Foundation-1 Training & Dataset Notes
This page provides a high-level overview of the training setup, dataset composition, and design philosophy behind Foundation-1.
It is intended as a companion to the main model page, which focuses on capabilities, prompting, and audio examples.
Training Summary
Foundation-1 was trained as a structured text-to-sample diffusion model designed for music production workflows, rather than general-purpose music captioning.
Hardware
- GPUs: 2 × NVIDIA RTX A6000
- System RAM: 128 GB
Training Run
- Training stopped at step: 183,474
Audio Configuration
- Sample Rate: 44,100 Hz
- Bit Depth: 16-bit
- Channels: Stereo
- Sample Length: 882,000 samples (~20 seconds)
Technical Training Notes
Foundation-1 was fine-tuned from stabilityai/stable-audio-open-1.0 using a diffusion transformer architecture with structured prompt conditioning.
Model Architecture
- Backbone: Diffusion Transformer (DiT)
- Transformer Depth: 24 layers
- Attention Heads: 24
- Embedding Dimension: 1536
- Conditioning Dimension: 768
- Text Encoder:
t5-base
Optimization
- Optimizer: AdamW
- Learning Rate:
5e-5 - Weight Decay:
1e-3 - Scheduler: InverseLR
- EMA: Enabled
Dataset Overview
Dataset Totals
- Total WAV files: 3,784,862
- Total Dataset Size: 7.100 TiB
Important Note on Dataset Scale
While the dataset appears quite large, its scale reflects the post-augmentation training set, not a flat count of completely unique and unrelated one-off melodic phrases.
All samples were hand-labeled first, then processed through a controlled augmentation pipeline designed to expand sonic and conditioning coverage.
As a result, a single melodic phrase may be represented across many different contexts, including variations in:
- timbre
- FX treatment
- key
- BPM
- loop structure
- tonal emphasis
This design was intentional. The goal was not simply to maximize the number of isolated phrases, but to teach the model how musical ideas translate across different sonic identities and production scenarios.
Dataset and Training Philosophy
Foundation-1 was built around a structured sample-generation philosophy, rather than generic or genre-based audio captioning.
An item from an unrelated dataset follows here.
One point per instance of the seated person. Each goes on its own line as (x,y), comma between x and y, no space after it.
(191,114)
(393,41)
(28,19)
The dataset consists entirely of hand-labeled audio, organized around a layered prompt and conditioning system designed to reflect how producers actually think about sound.
At a high level, the training design emphasizes:
- structured musical loops
- instrument hierarchy
- explicit timbre representation
- dedicated FX descriptors
- notation-aware prompt terms
- key / tempo / bar-aware looping
- strong production relevance
- broad reuse for compositional workflows
This design is central to the model’s musical coherence, prompt controllability, and production-facing behavior.
Why the Dataset Was Structured This Way
Most audio generation systems treat prompts as broad descriptive captions.
Foundation-1 instead was trained to understand sound as a layered system with separable controls.
That structure includes:
Instrument Identity
Broad family and sub-family control over what kind of sound is being generated.
Timbre
Direct conditioning over tonal character, texture, density, brightness, width, grit, warmth, and other sonic traits.
FX Context
Dedicated processing descriptors such as reverb, delay, distortion, phasing, and bitcrushing.
Musical Structure
Notation-aware terms that encourage coherent phrasing, melodic behavior, rhythmic structure, and harmonic motion.
Timing and Tonality
Explicit support for BPM, bar count, and key-aware sample generation.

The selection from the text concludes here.